D’altro canto i siparietti tra lo psicoanalista e i cardinali, ambientati fra le mura del Vaticano, assolvono ad una precisa funzione, quella di descrivere le gerarchie ecclesiastiche in tutta la loro umanità e fragilità: da chi assume tranquillanti a chi fuma, da chi gioca a carte a chi vorrebbe fare un giro turistico per Roma, da chi si lamenta per la colazione a chi non nasconde le proprie ambizioni. Ma quello che può quindi apparire come un tentativo di mettere in burla i porporati produce viceversa il risultato (consapevole o meno) di orientare a loro vantaggio (e dell'istituzione che rappresentano) le simpatie dello spettatore. Nel tratteggiare questo campionario umano, il film scivola infatti nel bozzettismo e nella caricatura, proponendo un’immagine dei cardinali vagamente naif e sostanzialmente bonaria. Una tale rappresentazione risulta scarsamente verosimile se si pensa che si tratta comunque di uomini di potere che ricoprono un ruolo di rilievo all'interno di un'istituzione diffusa su tutto il pianeta. Ed anche volendo stare al gioco, la scelta della tipizzazione colorita del contorno contrasta con l'approfondimento psicologico a tutto tondo del protagonista: si tratta di due diversi registri narrativi che non risultano affatto amalgamati ma semplicemente giustapposti l’uno all’altro. Il sospetto è che tali momenti servano soprattutto ad accattivarsi lo spettatore, stemperando i toni con un bel po’ di ironia. E non si può dire che regista e sceneggiatori non siano riusciti nell’intento.
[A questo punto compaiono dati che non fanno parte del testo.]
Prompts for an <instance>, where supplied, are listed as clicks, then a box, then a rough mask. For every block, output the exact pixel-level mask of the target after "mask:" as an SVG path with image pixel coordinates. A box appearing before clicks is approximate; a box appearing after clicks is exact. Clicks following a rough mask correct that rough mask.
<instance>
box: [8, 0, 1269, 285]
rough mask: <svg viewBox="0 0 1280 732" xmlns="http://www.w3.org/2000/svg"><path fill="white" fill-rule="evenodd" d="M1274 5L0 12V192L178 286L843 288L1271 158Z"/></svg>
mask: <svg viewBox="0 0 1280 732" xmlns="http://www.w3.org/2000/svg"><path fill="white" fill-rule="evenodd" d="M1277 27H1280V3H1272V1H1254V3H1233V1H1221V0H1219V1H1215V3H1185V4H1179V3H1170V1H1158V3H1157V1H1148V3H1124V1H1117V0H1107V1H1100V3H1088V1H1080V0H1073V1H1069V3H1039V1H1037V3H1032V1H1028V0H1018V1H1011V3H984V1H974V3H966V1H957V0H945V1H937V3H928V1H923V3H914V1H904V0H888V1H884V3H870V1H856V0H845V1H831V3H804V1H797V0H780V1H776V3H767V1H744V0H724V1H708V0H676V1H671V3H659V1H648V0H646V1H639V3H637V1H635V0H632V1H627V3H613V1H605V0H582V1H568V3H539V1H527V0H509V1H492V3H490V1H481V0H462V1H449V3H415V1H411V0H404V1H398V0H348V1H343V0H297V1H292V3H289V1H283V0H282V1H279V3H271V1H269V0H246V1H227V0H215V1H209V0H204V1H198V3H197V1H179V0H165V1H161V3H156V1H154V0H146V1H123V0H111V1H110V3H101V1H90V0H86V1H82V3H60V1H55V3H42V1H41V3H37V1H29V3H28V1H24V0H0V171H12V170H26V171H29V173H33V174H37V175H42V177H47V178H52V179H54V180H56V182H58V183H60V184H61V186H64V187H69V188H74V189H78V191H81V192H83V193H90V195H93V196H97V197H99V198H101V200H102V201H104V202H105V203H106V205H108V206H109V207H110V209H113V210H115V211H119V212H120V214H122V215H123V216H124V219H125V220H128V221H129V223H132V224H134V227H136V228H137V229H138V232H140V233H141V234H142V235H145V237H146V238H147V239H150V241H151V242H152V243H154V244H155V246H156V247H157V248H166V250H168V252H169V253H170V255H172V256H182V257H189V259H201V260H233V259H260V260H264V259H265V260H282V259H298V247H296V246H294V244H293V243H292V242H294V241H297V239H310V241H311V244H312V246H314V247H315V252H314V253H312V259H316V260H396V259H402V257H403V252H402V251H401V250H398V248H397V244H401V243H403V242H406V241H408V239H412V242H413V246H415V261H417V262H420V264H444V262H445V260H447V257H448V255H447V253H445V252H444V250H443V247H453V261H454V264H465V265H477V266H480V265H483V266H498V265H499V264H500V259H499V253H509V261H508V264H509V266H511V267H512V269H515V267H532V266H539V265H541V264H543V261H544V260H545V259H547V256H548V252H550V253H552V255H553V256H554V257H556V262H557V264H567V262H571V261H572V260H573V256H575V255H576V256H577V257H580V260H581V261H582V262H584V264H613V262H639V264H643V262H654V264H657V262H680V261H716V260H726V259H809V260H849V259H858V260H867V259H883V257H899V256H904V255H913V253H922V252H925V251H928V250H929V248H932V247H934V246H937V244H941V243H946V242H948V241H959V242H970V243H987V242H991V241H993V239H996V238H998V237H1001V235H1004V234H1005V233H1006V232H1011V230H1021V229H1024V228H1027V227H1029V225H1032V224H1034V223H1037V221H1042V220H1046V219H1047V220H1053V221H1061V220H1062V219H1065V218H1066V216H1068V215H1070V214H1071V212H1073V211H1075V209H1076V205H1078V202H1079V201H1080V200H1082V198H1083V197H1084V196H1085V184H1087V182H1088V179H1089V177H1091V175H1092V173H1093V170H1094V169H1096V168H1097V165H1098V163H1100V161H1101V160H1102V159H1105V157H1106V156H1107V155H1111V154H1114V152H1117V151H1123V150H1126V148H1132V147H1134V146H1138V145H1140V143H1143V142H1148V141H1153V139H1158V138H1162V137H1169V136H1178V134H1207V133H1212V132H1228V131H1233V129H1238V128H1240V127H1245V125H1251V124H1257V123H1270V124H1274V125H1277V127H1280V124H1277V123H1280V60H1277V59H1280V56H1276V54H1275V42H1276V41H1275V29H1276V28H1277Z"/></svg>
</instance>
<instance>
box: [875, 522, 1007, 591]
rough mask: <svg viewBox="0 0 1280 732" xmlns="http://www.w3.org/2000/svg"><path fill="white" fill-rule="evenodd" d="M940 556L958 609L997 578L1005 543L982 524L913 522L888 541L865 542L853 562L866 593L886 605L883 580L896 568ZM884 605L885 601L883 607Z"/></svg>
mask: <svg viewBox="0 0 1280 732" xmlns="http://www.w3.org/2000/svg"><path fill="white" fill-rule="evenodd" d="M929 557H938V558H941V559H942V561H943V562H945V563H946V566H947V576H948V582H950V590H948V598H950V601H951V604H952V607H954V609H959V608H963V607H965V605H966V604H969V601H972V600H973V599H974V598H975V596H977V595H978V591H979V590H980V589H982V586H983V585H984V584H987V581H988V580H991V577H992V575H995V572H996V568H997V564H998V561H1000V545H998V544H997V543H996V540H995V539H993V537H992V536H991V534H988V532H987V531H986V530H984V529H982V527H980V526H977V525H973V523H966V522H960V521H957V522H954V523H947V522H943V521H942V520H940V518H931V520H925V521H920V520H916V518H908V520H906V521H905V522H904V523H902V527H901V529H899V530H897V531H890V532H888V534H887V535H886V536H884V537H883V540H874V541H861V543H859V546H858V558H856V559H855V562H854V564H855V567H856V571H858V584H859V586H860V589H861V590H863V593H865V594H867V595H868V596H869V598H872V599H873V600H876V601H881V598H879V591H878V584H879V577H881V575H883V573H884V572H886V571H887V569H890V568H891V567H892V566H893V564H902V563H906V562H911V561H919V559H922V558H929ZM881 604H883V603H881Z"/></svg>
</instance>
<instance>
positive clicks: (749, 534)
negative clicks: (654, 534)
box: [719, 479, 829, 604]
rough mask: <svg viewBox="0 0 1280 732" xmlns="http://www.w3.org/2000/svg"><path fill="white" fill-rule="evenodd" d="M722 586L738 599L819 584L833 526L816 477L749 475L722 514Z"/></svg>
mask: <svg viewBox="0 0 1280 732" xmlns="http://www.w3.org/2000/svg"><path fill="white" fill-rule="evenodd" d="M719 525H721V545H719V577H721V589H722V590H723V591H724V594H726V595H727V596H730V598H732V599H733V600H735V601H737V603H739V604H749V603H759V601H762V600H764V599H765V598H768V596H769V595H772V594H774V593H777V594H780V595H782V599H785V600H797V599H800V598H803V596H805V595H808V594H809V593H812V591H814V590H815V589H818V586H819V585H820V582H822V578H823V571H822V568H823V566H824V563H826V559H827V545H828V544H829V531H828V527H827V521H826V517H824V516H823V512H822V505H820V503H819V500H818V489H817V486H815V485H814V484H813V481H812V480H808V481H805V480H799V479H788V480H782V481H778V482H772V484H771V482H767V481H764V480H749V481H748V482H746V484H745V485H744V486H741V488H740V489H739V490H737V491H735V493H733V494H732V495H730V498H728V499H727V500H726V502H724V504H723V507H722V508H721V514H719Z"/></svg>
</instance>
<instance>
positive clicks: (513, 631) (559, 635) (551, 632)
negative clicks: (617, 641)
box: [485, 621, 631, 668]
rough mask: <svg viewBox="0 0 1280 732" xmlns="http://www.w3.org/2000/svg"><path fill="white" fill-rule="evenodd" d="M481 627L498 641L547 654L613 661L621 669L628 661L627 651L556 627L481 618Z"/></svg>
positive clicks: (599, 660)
In tale contesto anche il Moretti attore torna a fare il "personaggio" - come in altri suoi film precedenti - ma stavolta si prende meno sul serio e si esibisce esplicitamente nel ruolo di mattatore, sfoderando tutto il suo carnet di atteggiamenti ed espressioni tipiche: il risultato, almeno per chi è avvezzo alla sua maniera, è francamente divertente e in grado di provocare diverse risate.
E' più che evidente lo sguardo profondamente laico con il quale viene messa in scena la Chiesa Cattolica, i suoi esponenti e la sua dottrina. Col rischio di scontentare molti: se la scena di un Papa che abdica al proprio ruolo può essere di forte impatto emotivo per un cattolico, gli anticlericali è probabile che trovino eccessivamente buonista il ritratto delle gerarchie ecclesiastiche. Film non privo di difetti, irrisolto e disomogeneo, che solleva degli spunti di riflessione ed al contempo alleggersice attraverso sprazzi di comicità, "Habemus Papam" raggiunge un suo spessore espressivo soprattutto come rappresentazione - non priva di risvolti lirici - di certe corde dell'animo umano; nel suo invito a ricominciare anche quando sembra troppo tardi, propone inoltre un messaggio che può aiutare a vivere.